Mas antes de falar sobre o CD, quero contar da alegria que senti ao saber que o Vinícius comentou contigo sobre a minha coluna, dizendo que ela era o máximo e essa coisa toda… rsrsrs, brincadeira, Baden, imagina se o poetinha ia dar tamanha moral pra esse velho vocalista aqui! Tô cheio de graça, né? Mas voltando ao Pro Tião – Gilson Peranzzetta e Marcel Powell, gravado em homenagem ao violonista Sebastião Tapajós.
O álbum traz o duo do violão do Marcel com o piano do Gilson. Impressiona, Baden, a generosidade estilística do piano do Peranzzetta, tu vais adorar. E no que ele abre a porta para a energia do violão do Marcel, eis que tu surges ali, de corpo e alma. Emocionante!
Os dois formam desenhos enquanto improvisam. Tocando a melodia ou solando, as mãos se entrelaçam e se expandem. Seja nos movimentos agitados ou nos reflexivos, a criatividade busca o belo e sempre encontra. Como bem sei que bem cuidaste das dinâmicas, Baden, as do duo também são firmes, arrepiar-se ao ouvi-las é quase redundância.
A tampa abre com “Tocata Para Billy Blanco”, de Sebastião Tapajós. Peranzzetta dedilha o piano com sabedoria. Eis que chega Marcel, e de suas cordas brota a categoria de um instrumentista pleno em seu ofício – ao ouvi-lo, a saudade baterá, amigo, prepara-te.

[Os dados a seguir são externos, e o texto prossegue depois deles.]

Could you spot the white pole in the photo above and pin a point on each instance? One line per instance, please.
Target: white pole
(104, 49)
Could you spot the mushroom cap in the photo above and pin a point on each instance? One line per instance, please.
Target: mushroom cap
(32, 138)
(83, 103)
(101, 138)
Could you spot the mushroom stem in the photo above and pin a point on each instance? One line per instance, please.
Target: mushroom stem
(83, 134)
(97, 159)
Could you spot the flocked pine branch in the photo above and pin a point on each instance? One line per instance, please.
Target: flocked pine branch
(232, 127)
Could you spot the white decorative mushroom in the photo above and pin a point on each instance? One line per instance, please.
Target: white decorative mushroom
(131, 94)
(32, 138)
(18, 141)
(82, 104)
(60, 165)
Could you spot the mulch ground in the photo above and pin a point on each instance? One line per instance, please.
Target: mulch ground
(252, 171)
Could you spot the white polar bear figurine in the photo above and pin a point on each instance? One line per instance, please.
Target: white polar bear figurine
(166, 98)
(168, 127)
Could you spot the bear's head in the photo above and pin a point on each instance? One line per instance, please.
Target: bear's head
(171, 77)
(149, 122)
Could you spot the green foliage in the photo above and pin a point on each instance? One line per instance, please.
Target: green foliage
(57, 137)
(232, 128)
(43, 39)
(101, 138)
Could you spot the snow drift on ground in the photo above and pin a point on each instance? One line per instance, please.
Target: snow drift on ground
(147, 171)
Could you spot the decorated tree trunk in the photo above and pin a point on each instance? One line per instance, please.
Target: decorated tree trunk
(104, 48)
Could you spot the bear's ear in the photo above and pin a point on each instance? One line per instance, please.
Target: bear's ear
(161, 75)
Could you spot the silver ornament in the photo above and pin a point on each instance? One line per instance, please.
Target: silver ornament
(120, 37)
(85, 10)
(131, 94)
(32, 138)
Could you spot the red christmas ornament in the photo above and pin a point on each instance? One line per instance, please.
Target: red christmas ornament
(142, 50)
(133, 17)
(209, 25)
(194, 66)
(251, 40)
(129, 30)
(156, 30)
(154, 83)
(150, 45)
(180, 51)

Ó só, Baden, tuas parcerias com Vinícius têm o poder de tornar ótima a escolha do repertório a cargo de Gilson e Marcel, enquanto os arranjos de Peranzzeta dão o brilho que ilumina o álbum impecável – duas gerações de profissionais que se respeitam… isso não tem preço.
Em “Deixa”, por exemplo, o duo criou bela intro para o clássico. O entrosamento dos instrumentistas transparece como se existisse há milhares de anos.
Outro bom exemplo é o seu “Só Por Amor”. O violão soa sentido. O samba flui cadenciado. Os versos de Vinícius agradecendo ao amor são de arrepiar. O improviso do violão acrescenta lirismo à harmonia que o piano dedilha, para logo a seguir também improvisar.
E não dá pra não assinalar “Carioquinha”. O coro come! Delirantes, violão e piano recriam o chorinho de Waldir Azevedo. A delícia de relembrar o som irrequieto de tempos imemoriais é momento indescritível.
Assim como é importante “Pro Tião”, parceria do Gilson com Marcel. O piano inicia o tema. Logo o violão assume a melodia que, delicada, se revela amorosa: amor na ponta dos dedos.
E pra fechar a tampa, meu caro Baden, vem “Canto de Ossanha”. O som grave do bordão do violão sobressai, trazendo a força monumental do teu samba com Vinícius. Os improvisos vêm numa sequência de insana magia… até que a tampa fecha.
E eu fecho a prosa – gostastes das notícias, Baden? Assim espero. Saudade, véio!